Finishing the three days at Phillip Island in eighth, nearly a second off the times of Maverick Viñales, the five-time world champion conceded afterwards that his hopes of taking victory at the opening round of the series in Qatar next month are quickly diminishing.
A track where both bike and rider have gone very well in the past, Lorenzo was targeting the Middle Eastern circuit as one of the few this year where taking race wins would be possible – but with much still left to do, that’s now looking in doubt.
“We have very little time, just three more days before the Qatar race. We couldn’t test the 2017 bike in Valencia, which didn’t help. But that’s the situation that we have, and we have to do the maximum with what we have.
“I don’t have enough experience to know if that prevents me from getting on the throttle on the exits of corners, because I can only compare it to last year’s. For the moment the engineers know what I feel, though, and we have to try and improve and go forwards.”
His problems were compounded during the test by the ultra-fast corners of the Australian circuit and the still-limited corner speed potential of his new bike. Consistently maintaining his high corner speed 250GP style through nine seasons at Yamaha – and playing a key role in developing the M1 to suit him – he’s still struggling to adapt his riding style to the much-different approach needed on the Ducati.
“It’s very difficult for me, because they’re completely different bikes – they have the opposite way of riding, the opposite way to take the maximum. For now, the Ducati doesn’t have corner speed, so you have to brake for longer and be more aggressive with the throttle, more on and off. It’s totally different, but little by little I’m understanding it, but I still need more time and more kilometres.
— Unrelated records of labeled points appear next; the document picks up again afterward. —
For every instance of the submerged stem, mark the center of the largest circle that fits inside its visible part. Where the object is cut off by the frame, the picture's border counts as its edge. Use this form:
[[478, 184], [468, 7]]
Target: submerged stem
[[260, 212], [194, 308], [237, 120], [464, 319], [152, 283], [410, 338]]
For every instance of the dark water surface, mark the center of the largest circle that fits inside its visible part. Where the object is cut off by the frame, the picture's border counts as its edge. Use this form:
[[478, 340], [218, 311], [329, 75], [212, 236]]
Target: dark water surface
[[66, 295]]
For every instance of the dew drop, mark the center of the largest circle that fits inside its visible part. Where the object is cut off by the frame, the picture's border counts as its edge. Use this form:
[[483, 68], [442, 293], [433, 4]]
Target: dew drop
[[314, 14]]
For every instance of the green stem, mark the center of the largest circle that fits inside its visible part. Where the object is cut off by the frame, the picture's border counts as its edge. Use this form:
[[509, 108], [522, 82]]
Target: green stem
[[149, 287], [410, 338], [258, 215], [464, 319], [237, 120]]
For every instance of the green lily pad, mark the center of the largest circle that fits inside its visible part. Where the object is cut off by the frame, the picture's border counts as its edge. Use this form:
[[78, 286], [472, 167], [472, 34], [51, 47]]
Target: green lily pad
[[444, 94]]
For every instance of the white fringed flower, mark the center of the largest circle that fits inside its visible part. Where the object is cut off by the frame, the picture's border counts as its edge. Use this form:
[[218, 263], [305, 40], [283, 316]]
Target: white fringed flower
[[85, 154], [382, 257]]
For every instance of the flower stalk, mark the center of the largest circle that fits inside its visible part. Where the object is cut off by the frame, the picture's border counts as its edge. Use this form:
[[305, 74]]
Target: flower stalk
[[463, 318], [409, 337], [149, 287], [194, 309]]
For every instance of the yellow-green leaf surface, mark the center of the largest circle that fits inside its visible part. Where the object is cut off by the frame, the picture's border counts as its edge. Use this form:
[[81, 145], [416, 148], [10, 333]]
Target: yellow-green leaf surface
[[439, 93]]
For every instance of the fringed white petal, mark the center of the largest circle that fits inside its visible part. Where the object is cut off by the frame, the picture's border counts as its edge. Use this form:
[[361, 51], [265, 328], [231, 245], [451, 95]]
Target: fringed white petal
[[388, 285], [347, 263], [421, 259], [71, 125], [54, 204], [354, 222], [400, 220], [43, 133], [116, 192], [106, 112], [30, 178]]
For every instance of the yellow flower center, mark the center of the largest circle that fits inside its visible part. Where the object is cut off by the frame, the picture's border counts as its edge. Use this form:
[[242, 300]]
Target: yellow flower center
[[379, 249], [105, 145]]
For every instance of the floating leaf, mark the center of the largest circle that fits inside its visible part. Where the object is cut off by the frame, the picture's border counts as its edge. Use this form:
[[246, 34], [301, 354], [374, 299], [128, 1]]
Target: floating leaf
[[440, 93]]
“Something still isn’t right, and we haven’t discovered something that will allow me to be faster both in the corners and getting on the throttle. We don’t have the bike to best carry the corner speed, but Bautista is faster than me through most corners, so we have to understand why that is.
“We’re not at the level at Phillip Island to fight for the win. We can be at other tracks, and we have to keep working to make the bike more competitive at them. We’re waiting for those tracks.”